E finalmente l’intermittenza della legge sino alla sospensione e infine all’eclissi ha generato quello che era inevitabile: una deflagrazione di rabbia, un inferocito vandalismo di miserabili; e la controrisposta, puntuale e simmetrica, di gente che magari ha avuto l’auto distrutta sotto casa e che ha visto la propria città devastata. Bastoni, agguati, pestaggi a sangue. Un rigurgito di brutalità primitiva, la logica bestiale delle faide che da antiche radici si allarga e si fa valere. Prevedibile, in quel limbo di precarietà e miseria che metteva assieme nello stesso paese quasi due distinte razze di uomini: i cittadini, e gli invisibili. Se a questo poi si aggiunge la presenza in quell’area della Calabria di una criminalità organizzata che regola la società come un antiStato – e forse è anche in grado di muovere i fili del malcontento popolare e di eccitare ad arte l’ira degli sfruttati – si arriva poi, in una sottocultura del sopruso, alle cacce all’uomo, o all’ostilità perfino verso quei volontari che agli extracomunitari danno ancora in questi giorni da mangiare.
Come il sonno della ragione, anche quello della legge genera mostri. Si torna alla guerra per bande, si torna alla occupazione del territorio con la clava. Vengano allora in massa gli uomini in divisa, venga anche l’esercito, se oggi è l’ultima possibile affermazione che una legge, uno Stato esistono. La prima urgenza, come ha detto il presidente Napolitano, è fermare definitivamente la violenza. Fermare la oscura brutalità riemersa in un angolo d’Italia, nel 2010.

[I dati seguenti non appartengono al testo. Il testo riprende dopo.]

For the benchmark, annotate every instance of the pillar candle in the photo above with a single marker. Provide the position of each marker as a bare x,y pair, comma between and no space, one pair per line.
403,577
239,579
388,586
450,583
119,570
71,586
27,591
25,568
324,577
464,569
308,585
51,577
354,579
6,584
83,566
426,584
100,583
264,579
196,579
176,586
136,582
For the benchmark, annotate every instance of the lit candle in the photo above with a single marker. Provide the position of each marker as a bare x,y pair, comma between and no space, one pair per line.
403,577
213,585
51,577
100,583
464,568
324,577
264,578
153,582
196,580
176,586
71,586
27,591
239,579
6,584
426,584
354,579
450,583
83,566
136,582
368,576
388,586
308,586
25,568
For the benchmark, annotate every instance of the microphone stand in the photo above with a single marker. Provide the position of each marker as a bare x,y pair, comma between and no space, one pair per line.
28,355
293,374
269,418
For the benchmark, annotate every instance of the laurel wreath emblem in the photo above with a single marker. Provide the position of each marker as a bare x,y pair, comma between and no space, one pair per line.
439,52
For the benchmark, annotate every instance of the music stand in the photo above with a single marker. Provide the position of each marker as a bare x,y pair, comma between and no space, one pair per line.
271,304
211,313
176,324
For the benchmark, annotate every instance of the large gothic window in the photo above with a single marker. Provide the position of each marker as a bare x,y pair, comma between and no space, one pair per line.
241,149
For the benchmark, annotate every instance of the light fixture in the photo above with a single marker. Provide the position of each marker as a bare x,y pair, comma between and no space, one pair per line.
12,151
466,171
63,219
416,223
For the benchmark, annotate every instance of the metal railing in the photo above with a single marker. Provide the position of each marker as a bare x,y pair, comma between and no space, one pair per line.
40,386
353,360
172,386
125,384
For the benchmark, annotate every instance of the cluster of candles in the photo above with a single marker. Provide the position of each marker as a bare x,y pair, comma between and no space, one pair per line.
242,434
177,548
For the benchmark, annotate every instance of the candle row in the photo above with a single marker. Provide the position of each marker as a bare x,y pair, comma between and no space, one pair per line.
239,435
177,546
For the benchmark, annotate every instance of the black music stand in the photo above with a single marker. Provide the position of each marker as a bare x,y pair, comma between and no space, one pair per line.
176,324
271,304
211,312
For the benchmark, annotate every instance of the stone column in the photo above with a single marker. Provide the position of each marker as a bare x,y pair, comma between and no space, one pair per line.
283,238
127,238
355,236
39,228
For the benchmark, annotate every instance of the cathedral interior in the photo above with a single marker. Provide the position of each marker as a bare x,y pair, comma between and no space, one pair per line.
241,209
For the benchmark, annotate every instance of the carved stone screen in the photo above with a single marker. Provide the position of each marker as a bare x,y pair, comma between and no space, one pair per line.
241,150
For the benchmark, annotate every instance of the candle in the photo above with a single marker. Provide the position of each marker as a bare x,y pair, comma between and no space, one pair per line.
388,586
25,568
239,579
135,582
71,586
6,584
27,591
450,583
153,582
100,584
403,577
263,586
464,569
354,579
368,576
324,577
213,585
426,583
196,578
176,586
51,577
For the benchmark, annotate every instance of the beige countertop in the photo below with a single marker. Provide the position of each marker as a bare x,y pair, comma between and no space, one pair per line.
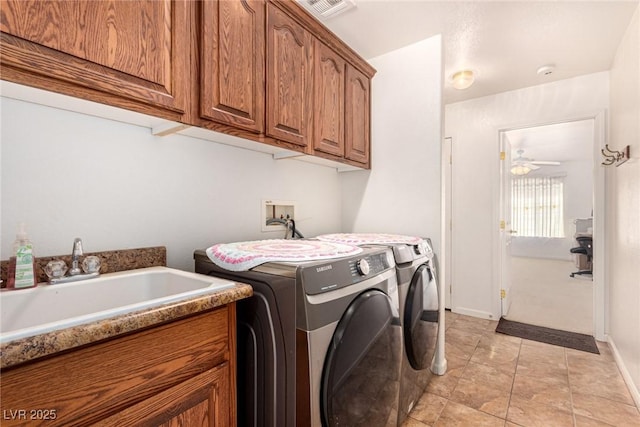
26,349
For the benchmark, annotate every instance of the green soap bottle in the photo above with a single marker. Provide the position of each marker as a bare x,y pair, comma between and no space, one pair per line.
22,266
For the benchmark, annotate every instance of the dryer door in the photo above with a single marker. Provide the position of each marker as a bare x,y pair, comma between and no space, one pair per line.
360,379
421,318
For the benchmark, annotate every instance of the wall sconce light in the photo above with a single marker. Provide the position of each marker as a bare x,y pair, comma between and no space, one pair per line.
614,157
462,79
520,170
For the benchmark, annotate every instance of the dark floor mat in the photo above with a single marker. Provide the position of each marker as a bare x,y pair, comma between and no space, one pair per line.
547,335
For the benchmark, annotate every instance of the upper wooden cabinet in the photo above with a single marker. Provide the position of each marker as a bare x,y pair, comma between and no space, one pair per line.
357,117
329,120
262,70
289,79
131,54
232,63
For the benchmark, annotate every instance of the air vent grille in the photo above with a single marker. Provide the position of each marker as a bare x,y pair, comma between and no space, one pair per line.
327,8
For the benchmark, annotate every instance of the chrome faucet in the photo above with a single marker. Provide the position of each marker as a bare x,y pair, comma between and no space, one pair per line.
76,253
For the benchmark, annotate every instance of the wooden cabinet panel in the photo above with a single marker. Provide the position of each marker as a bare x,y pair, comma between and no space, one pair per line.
202,401
117,51
232,58
328,124
92,383
357,117
289,79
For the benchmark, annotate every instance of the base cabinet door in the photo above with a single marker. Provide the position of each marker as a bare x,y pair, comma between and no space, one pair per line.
202,401
232,63
132,54
357,117
289,79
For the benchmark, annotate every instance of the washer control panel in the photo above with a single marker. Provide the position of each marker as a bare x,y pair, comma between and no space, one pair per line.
338,273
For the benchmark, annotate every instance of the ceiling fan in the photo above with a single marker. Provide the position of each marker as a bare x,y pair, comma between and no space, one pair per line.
523,165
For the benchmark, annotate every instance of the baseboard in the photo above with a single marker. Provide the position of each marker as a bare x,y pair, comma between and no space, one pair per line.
473,313
633,389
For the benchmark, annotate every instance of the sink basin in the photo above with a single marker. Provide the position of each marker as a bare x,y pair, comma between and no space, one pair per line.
46,308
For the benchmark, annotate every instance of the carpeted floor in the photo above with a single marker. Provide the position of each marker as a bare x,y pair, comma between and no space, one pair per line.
573,340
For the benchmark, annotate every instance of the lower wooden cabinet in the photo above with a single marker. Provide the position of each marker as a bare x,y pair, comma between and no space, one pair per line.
202,401
177,374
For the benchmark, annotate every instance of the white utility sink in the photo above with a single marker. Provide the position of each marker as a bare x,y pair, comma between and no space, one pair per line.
46,308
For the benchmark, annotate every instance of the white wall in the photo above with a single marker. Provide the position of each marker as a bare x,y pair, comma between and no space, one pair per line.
401,193
623,207
117,186
474,126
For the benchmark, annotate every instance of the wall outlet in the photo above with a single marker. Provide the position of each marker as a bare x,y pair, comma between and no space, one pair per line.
276,209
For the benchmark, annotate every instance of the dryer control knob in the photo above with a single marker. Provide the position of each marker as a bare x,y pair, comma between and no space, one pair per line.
363,267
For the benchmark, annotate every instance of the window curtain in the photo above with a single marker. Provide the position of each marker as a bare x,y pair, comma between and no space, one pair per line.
537,206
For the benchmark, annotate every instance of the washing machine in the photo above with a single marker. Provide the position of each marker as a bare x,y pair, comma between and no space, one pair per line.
320,341
421,310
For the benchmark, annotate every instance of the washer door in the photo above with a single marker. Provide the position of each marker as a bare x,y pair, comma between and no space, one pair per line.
421,318
360,379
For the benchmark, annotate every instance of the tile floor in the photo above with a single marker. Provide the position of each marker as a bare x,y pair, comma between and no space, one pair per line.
498,380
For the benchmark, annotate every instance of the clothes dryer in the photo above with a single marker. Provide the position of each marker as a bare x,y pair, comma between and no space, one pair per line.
421,310
320,342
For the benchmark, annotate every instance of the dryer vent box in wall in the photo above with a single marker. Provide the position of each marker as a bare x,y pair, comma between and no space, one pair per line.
327,8
275,210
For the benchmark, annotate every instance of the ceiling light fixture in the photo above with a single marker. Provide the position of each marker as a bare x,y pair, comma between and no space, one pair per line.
462,79
520,170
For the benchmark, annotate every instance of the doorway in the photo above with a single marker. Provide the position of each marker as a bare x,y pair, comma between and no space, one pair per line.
548,193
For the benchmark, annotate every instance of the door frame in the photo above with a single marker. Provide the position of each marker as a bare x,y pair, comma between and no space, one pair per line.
445,272
599,212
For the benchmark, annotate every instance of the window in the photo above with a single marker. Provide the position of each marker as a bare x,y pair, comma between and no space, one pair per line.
537,206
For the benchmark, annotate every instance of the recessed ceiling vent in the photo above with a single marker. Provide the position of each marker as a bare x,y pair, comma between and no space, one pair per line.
328,8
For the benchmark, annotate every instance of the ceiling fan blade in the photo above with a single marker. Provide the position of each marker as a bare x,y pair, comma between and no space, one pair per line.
542,162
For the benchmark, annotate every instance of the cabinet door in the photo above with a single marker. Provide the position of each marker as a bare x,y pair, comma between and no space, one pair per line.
328,124
202,401
232,58
357,117
289,79
118,51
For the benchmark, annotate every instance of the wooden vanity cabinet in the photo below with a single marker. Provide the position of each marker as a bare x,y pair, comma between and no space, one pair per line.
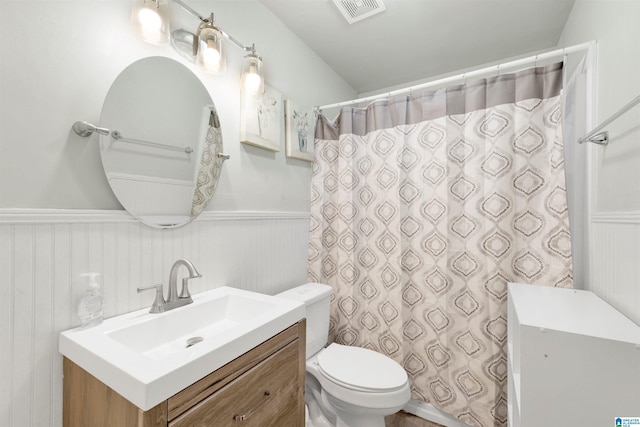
263,387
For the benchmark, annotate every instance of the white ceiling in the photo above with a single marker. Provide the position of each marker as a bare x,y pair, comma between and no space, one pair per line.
416,39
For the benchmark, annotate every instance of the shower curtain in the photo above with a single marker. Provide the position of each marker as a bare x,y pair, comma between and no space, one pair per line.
423,208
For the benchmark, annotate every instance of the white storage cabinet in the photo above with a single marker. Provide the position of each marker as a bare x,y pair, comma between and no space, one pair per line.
573,359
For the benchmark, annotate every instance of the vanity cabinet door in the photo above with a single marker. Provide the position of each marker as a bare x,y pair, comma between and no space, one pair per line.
264,396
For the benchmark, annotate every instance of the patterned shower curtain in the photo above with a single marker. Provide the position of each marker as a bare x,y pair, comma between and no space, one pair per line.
423,208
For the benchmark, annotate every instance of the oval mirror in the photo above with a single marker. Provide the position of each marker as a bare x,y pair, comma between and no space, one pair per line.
163,153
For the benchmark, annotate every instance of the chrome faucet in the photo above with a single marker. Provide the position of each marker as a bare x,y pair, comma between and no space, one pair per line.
173,300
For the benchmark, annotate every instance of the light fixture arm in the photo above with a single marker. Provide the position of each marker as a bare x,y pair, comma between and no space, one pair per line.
209,20
189,10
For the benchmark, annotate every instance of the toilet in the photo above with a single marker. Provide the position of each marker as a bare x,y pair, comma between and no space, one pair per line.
345,386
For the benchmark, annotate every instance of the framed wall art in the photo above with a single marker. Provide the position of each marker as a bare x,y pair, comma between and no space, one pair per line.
300,128
260,119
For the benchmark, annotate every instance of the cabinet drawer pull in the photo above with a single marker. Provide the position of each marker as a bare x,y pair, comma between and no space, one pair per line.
244,417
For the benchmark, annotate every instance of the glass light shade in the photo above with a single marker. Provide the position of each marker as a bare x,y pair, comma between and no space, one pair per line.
252,78
151,22
210,57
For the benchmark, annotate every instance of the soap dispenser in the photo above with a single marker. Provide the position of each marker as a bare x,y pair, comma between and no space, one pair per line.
90,308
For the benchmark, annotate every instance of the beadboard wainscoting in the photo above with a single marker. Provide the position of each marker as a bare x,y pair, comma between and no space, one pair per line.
43,253
615,261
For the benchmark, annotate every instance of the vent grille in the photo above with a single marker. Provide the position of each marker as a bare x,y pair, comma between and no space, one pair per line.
357,10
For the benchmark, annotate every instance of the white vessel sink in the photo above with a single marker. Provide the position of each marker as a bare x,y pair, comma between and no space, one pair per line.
147,357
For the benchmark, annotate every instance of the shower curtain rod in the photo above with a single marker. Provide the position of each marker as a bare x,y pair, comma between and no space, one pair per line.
518,63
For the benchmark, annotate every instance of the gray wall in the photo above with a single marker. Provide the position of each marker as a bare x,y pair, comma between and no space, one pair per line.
58,61
611,184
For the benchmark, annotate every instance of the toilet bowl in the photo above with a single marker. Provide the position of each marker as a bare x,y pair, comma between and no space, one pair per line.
345,386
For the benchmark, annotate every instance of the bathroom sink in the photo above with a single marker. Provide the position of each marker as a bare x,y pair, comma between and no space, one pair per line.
149,357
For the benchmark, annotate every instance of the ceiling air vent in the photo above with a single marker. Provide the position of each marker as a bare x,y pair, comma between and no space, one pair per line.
357,10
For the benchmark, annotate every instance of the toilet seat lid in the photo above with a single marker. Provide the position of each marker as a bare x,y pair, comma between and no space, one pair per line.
361,368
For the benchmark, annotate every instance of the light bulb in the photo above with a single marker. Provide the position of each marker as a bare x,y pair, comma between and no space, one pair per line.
150,23
150,19
211,56
252,78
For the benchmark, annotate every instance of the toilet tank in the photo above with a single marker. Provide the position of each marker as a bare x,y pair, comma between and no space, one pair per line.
316,298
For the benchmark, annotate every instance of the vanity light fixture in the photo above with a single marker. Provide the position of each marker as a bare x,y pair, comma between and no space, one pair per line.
205,46
151,21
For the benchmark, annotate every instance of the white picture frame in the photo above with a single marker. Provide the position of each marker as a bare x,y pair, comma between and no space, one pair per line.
261,119
300,122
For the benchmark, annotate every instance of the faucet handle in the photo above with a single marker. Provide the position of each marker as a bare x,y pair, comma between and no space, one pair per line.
184,292
158,302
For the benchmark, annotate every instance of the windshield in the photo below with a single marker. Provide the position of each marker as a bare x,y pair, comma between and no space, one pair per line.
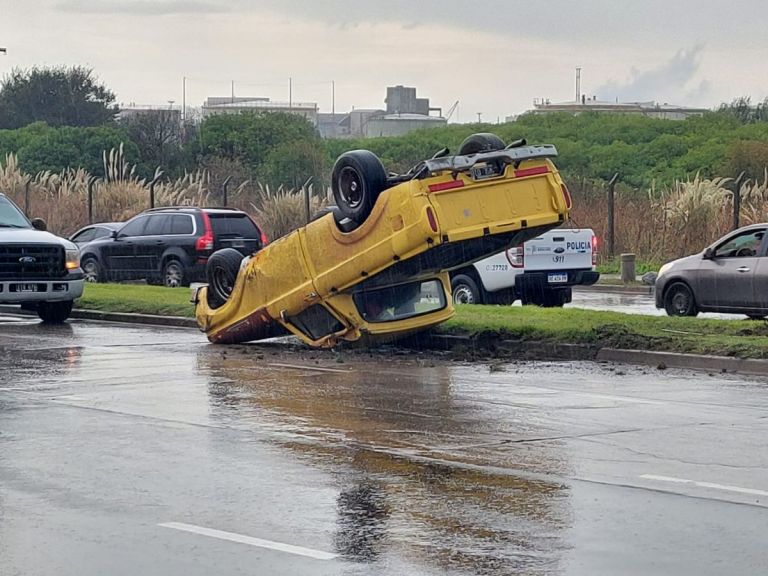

E però non può bastare. È lo Stato, è l’Italia, che deve ritornare a Rosarno. La generosa fatica dei volontari per gli immigrati, in questo caso da sola non basta: se non c’è chi impedisce che si lavori per due euro all’ora, e che si dorma nel fango. Se non c’è quello che gli uomini di fede e di ragione invocano come «riscatto della giustizia». In un Paese, il nostro, che di ogni persona riconosce la dignità. E dove chi lavora ha diritto almeno a un tetto, e a essere trattato da uomo.